The letter ordered Spring to cease and desist. The NHL also demanded he surrender all his T-shirts, caps and bumper stickers and that he account for all sales so that the NHL may assess damages. It said he should also provide written assurance he will not do misdeeds again AND "furnish names and addresses of each person or entity that he knows is or may also be involved in the manufacture, distribution or sale of infringing products." He must also admit that he has done wrong.

Whew, even the president of the United States didn't get hit that hard! Spring acknowledged he was probably wrong to use the items but he thought they were in the public domain. He immediately pulled all for-sale products off his Web site, but he kept the site operating, arguing that Hull's goal really was a mistake and that the NHL needed to recognize it.

The league responded with another letter telling him not to use any NHL copyrighted items on the site. Essentially no Stanley Cup image with the international "no" slash through it and no picture of Hull in the crease and Hasek and the puck.

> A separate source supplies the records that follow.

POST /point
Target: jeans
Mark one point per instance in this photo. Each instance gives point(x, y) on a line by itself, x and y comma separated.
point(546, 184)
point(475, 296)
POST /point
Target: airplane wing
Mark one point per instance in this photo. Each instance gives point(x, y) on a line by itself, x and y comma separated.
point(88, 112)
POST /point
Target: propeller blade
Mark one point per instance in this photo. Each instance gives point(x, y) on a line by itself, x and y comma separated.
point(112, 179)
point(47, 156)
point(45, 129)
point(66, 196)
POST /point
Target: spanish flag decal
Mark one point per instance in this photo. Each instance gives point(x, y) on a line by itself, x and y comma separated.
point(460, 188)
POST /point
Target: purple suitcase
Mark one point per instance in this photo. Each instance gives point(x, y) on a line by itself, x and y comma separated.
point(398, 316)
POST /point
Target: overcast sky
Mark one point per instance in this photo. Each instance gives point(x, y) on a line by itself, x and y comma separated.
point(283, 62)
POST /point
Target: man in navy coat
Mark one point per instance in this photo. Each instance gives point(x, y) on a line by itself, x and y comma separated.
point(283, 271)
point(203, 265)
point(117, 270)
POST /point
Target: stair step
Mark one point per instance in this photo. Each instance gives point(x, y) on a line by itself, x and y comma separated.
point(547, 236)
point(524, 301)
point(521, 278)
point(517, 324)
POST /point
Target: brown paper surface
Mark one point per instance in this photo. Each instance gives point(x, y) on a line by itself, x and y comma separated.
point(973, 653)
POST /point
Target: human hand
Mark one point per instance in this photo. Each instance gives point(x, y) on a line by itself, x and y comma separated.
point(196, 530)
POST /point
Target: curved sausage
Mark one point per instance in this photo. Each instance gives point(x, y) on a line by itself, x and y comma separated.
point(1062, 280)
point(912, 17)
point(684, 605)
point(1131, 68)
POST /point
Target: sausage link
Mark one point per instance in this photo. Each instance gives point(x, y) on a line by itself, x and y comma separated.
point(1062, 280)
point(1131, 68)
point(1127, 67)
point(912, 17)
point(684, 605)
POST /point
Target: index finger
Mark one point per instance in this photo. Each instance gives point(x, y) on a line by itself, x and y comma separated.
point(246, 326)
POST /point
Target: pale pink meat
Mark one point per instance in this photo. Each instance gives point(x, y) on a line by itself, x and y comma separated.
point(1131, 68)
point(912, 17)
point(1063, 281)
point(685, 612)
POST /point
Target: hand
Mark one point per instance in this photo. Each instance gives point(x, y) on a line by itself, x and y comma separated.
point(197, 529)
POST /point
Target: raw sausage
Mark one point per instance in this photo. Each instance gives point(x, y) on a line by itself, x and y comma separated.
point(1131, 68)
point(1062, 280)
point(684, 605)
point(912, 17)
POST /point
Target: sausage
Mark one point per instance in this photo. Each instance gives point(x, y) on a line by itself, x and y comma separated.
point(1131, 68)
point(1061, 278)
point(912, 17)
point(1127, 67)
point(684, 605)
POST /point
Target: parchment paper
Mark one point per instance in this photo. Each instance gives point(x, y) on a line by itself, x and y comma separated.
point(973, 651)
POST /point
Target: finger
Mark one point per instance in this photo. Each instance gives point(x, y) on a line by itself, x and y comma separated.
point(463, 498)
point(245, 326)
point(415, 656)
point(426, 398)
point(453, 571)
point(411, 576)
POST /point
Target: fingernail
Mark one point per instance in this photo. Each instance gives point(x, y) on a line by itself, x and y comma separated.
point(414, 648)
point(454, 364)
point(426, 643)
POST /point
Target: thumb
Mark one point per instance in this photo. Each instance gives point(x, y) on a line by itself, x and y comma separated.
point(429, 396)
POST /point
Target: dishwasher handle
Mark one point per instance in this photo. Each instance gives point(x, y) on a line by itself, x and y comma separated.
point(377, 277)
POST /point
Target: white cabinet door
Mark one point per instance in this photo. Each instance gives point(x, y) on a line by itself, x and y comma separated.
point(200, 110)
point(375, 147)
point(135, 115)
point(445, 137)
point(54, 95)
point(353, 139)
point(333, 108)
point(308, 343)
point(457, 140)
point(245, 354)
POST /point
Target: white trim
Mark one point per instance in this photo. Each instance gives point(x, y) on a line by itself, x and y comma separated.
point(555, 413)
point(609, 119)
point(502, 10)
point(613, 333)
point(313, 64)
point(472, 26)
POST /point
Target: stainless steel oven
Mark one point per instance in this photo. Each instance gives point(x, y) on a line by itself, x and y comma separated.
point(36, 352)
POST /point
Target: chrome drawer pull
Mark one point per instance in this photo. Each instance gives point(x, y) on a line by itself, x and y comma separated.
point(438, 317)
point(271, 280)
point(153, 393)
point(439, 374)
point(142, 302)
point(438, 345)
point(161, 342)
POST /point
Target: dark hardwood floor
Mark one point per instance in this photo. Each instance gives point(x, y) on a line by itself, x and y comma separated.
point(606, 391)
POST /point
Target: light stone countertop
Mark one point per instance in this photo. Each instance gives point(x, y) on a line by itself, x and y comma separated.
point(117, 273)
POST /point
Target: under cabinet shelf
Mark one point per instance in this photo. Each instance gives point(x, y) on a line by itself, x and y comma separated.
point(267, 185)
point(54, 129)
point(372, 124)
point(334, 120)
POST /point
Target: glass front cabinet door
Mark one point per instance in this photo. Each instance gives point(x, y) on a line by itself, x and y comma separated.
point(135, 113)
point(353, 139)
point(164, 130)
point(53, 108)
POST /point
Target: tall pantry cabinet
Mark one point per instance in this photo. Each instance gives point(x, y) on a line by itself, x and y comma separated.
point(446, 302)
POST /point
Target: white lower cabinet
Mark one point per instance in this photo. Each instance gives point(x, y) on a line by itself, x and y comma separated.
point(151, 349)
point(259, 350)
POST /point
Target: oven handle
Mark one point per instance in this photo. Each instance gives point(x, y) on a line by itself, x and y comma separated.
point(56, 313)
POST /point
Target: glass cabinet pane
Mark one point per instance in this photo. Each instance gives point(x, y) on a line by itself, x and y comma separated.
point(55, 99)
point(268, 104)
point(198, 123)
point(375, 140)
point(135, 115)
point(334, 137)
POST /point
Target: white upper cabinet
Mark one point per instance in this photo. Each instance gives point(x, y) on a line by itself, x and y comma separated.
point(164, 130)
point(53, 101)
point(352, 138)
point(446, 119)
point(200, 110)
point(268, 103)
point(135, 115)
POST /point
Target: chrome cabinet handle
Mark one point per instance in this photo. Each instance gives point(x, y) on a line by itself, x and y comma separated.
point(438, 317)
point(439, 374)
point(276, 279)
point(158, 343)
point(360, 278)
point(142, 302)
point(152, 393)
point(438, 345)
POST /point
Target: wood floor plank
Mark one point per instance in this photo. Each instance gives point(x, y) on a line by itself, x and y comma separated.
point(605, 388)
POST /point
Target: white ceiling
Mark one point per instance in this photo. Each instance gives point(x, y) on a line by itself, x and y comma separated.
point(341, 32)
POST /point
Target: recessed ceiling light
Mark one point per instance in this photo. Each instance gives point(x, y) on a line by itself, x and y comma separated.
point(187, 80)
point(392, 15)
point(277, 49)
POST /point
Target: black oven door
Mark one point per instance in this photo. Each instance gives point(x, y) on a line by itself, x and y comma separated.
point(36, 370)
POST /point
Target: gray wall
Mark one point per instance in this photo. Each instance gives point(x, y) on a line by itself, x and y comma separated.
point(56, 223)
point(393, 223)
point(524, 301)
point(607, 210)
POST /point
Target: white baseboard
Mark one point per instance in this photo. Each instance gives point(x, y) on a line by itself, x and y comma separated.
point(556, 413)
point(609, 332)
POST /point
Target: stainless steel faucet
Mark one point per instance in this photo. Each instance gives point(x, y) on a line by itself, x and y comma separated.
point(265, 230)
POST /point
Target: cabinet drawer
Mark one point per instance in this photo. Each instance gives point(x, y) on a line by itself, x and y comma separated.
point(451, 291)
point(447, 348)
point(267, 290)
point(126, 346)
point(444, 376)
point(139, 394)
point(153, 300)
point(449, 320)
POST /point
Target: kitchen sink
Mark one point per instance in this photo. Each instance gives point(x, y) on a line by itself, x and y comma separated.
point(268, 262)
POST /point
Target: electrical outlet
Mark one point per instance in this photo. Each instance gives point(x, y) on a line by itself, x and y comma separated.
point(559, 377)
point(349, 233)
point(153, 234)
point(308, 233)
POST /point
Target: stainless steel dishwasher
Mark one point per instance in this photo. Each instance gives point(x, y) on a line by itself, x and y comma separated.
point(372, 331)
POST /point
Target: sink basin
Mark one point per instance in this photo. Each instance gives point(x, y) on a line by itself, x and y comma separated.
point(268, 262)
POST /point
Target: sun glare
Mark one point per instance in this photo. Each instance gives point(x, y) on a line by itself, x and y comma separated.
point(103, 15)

The picture is one of several seen around the world depicting Hull with his foot a good 12 inches into the goal crease and blocking Hasek from using his stick. It shows the puck [outside] the crease and states the apparent rules infraction, a rule the NHL said didn't apply and has since dismissed.

"Originally we thought we would sell a few items for fun and that would help us pay to keep the site going," Spring said. "When the letter came we made changes (deleting the Cup from the bumper sticker and the picture from the shirts). I discussed it with an attorney who is a family friend, but he's not a specialist in copyright or anything. I'm still really not sure I'm doing anything wrong."

Spring, who operates a book store called Flight Into Fantasy on Clinton Street, said he'd like to have some firm legal advice but doesn't have the resources right now. He said he's redesigning the bumper sticker using a generic buffalo and trying to come up with a new idea for the shirt, but he can't understand why he can't show the picture of the controversial goal on his site or even quote the NHL rule book as to why rule 78, Protection of the Goalkeeper, does or does not apply (the NHL says the rule book is also copyrighted).

"It doesn't seem right," Spring said. "A lot of people look at it (the picture) and then they understand that it (the goal) shouldn't have counted."

But if he can't show the picture, what's the point?

The NHL has a right to protect its copyrighted material, but seems to be taking this one to the extreme. The picture illustrates the controversy. It was taken by a person covering a news event. It was published in publications (and on Web sites) around the world and Spring credits the photographer and the organization he works for (the Associated Press). But because he happens to believe the NHL is wrong, the league appears to be going after him with all the legal might it can muster. Legally, the league is likely within its rights, but the NHL needs to be careful here. Public reaction has a way of backing lawyers into a corner.

The goal will always be controversial. Spring, and others, will always argue that the NHL made a mistake. Controversy is part of what makes sports entertaining, but crushing dissent and taking Spring to court could be a huge mistake.

"I know I can't afford to fight them on my own," he said, "but maybe we might set up a contribution (site) for a No Goal defense fund." Then Spring could post an image of his Web site being struck down by generic hockey pucks thrown by corporate suits on Sixth Avenue while he looks down while being crucified on a cross of Brand X hockey sticks.

NHL Properties would have a difficult time going after that one.